To model the trajectory of the basketball shot with a parabolic equation, we need to determine the quadratic equation that passes through the given points and aligns with the given initial angle. A quadratic equation is generally of the form:

$y = ax^2 + bx + c$

Given dataTo model the trajectory of the basketball shot with a parabolic equation, we need to determine the quadratic equation that passes through the given points and aligns with the given initial angle. A quadratic equation is generally of the form:

$y = ax^2 + bx + c$

Given

• Two points: $(0, 1.63)$ (initial point of release) and $(4.572, 3.05)$ (point at the rim).
• The release angle is $52.2^\circ$.

Step-by-Step Process:

Step 1: Equation Setup

The quadratic equation for the parabola is $y = ax^2 + bx + c$. Since the shot starts at point $(0, 1.63)$, we can use this to immediately determine $c$.

1. At $x = 0$, $y = 1.63$. Therefore, $c = 1.63$.

So, the equation becomes:

$y = ax^2 + bx + 1.63$

Step 2: Use the Second Point $(4.572, 3.05)$

Now, substitute $x = 4.572$ and $y = 3.05$ into the equation to find a relation between $a$ and $b$.

$3.05 = a(4.572)^2 + b(4.572) + 1.63$

Simplifying:

$3.05 = a(20.912) + 4.572b + 1.63$

1.42 = 20.912a + 4.572b \tag{Equation 1}

Step 3: Use the Initial Angle of 52.2°

The derivative $\frac{dy}{dx} = 2ax + b$ gives the slope of the tangent to the parabola at any point. The slope of the tangent line at the release point $x = 0$ corresponds to the initial angle of $52.2^\circ$.

The slope $m$ at the release point is $\tan(52.2^\circ)$.

$\tan(52.2^\circ) \approx 1.292$

At $x = 0$, the slope is $\frac{dy}{dx} = b$, so:

b = 1.292 \tag{Equation 2}

Step 4: Solve for $a$

Now substitute $b = 1.292$ into Equation 1:

$1.42 = 20.912a + 4.572(1.292)$

Simplifying:

$1.42 = 20.912a + 5.906$

$20.912a = 1.42 - 5.906$

$20.912a = -4.486$

$a = \frac{-4.486}{20.912} \approx -0.2146$

Step 5: Final Equation

Now that we have $a$ and $b$, we can write the final equation for the parabola:

$y = -0.2146x^2 + 1.292x + 1.63$

This is the equation that models the basketball shot.

---

Next Steps and Validation

• The equation models the basketball trajectory based on the two points and the release angle.
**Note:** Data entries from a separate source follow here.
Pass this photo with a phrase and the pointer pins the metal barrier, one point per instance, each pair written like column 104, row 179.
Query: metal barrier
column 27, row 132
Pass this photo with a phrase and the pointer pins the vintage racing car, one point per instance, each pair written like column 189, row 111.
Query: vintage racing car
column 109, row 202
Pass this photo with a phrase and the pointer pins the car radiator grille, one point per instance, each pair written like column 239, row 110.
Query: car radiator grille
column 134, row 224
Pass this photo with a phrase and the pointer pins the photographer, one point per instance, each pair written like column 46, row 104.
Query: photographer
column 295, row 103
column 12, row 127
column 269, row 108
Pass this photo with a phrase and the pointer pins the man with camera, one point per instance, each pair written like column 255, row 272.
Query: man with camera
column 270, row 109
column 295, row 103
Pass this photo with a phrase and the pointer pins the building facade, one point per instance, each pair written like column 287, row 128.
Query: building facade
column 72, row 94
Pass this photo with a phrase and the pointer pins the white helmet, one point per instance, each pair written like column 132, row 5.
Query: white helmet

You can further validate it by checking if it predicts a realistic trajectory when plotted.

Would you like further details, a graph of this parabola, or have any questions?

5 Related Questions:

1. How can I find the maximum height of the basketball shot?
2. What would happen to the parabola if the release angle was lower?
3. How can I find the time it takes for the ball to reach the rim using this model?
4. What is the physical significance of the coefficients $a$, $b$, and $c$ in this context?
5. Can we model air resistance in this quadratic equation?

Tip:

When modeling projectile motion, the initial angle and velocity greatly influence the shape of the trajectory. Experimenting with different angles and velocities can help you understand the dynamics better.